No maior cemitério do Brasil, coveiros experimentam o peso do coronavírus
Trabalhadores estão convencidos de que o coronavírus está matando em silêncio muito mais do que as estatísticas oficiais mostram
Enquanto Oswaldo dos Santos assistia vários homens em trajes de proteção cavarem uma cova às pressas para seu filho de 36 anos, seu luto se misturava com o medo: E se ele tinha o coronavírus? E se todos eles tinham?
Santos morava com seu filho até domingo, quando ele foi repentinamente hospitalizado com graves problemas respiratórios. Como muitos que agora preenchem as covas do maior cemitério do Brasil, o filho morreu sem antes receber os resultados do teste para o coronavírus.
“Eu acho que ele tinha a doença”, disse Santos à Reuters em meio aos mais de 1,5 milhão de túmulos no cemitério da Vila Formosa, em São Paulo, onde novas fileiras de covas estão sendo preenchidas com os corpos dos infectados –sabidamente ou não– pelo vírus.
O enterro levou 10 minutos, de acordo com as novas orientações para limitar aglomerações e o contágio.
Os coveiros de Vila Formosa agora trabalham em ritmo cansativo depois que a carga diária de trabalho dobrou para quase 60 enterros por dia. Trabalhadores estão convencidos de que o coronavírus está matando em silêncio muito mais do que as estatísticas oficiais mostram.

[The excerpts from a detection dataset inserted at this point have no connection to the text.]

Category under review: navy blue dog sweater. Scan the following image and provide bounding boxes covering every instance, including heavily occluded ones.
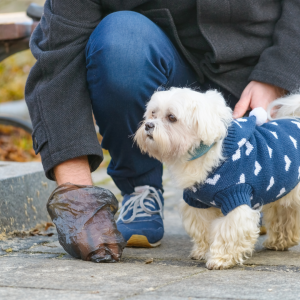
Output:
[183,116,300,215]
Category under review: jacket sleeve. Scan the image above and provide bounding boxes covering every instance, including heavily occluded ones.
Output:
[25,0,103,180]
[249,0,300,92]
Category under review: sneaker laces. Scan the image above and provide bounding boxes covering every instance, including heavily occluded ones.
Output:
[117,185,163,223]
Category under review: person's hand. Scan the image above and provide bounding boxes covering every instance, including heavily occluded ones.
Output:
[47,183,126,263]
[233,81,286,119]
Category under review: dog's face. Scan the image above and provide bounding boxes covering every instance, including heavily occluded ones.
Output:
[134,88,232,163]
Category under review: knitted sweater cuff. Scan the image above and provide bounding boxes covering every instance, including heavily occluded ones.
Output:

“Aquela fileira de covas era para durar três meses, mas só durou um”, disse um dos coveiros, apontando para uma seção coberta recentemente coberta. Cinco coveiros disseram à Reuters que o número de enterros inflou ao mesmo tempo em que aumentou o número de pessoas mortas antes de receberem os resultados de seus testes para o coronavírus. As causas não são imediatamente contadas nas estatísticas oficiais do Brasil, que na quinta-feira (2) registraram quase 300 mortos e 7.910 casos confirmados, de longe o maior número na América Latina.
“Os números dos jornais estão muito errados”, afirmou um coveiro. “O número real é duas vezes maior, talvez três.”
O ministro da Saúde, Luiz Henrique Mandetta, reconheceu na quarta-feira (1º) que os casos de coronavírus são provavelmente subnotificados devido a atrasos nos testes.
O Serviço Funerário do município de São Paulo, responsável pelo cemitério da Vila Formosa, não respondeu a um pedido por comentários e não respondeu as perguntas sobre o número de enterros. Funcionários do cemitério pediram para não serem identificados por medo de represálias, mas mostraram atestados de óbitos que identificam alguns dos mortos como potenciais vítimas do coronavírus.
Os corpos dos não diagnosticados com o vírus são tratados da mesma maneira que os com diagnósticos confirmados. Os corpos são embrulhados em plástico. Os coveiros utilizam equipamentos de proteção. Não há cerimônia formal.
A cremação é incomum no Brasil, um país dominado pelas tradições católicas. A cidade de São Paulo opera 22 cemitérios, mas apenas um crematório público.
Pequenos grupos se reuniam em torno do cemitério de Vila Formosa na quinta-feira, muitos deles se perguntando se seus entes queridos teriam morrido por conta do coronavírus e transmitido a doença a eles.
Em um determinado momento, seis enterros aconteciam ao mesmo tempo, todos ao longo de uma fileira mais curta de novas covas.
“Os grupos são um problema”, disse João Batista Gomes, um líder sindical no cemitério. “Por isso nosso sindicato está pedindo o cancelamento de todos os funerais.”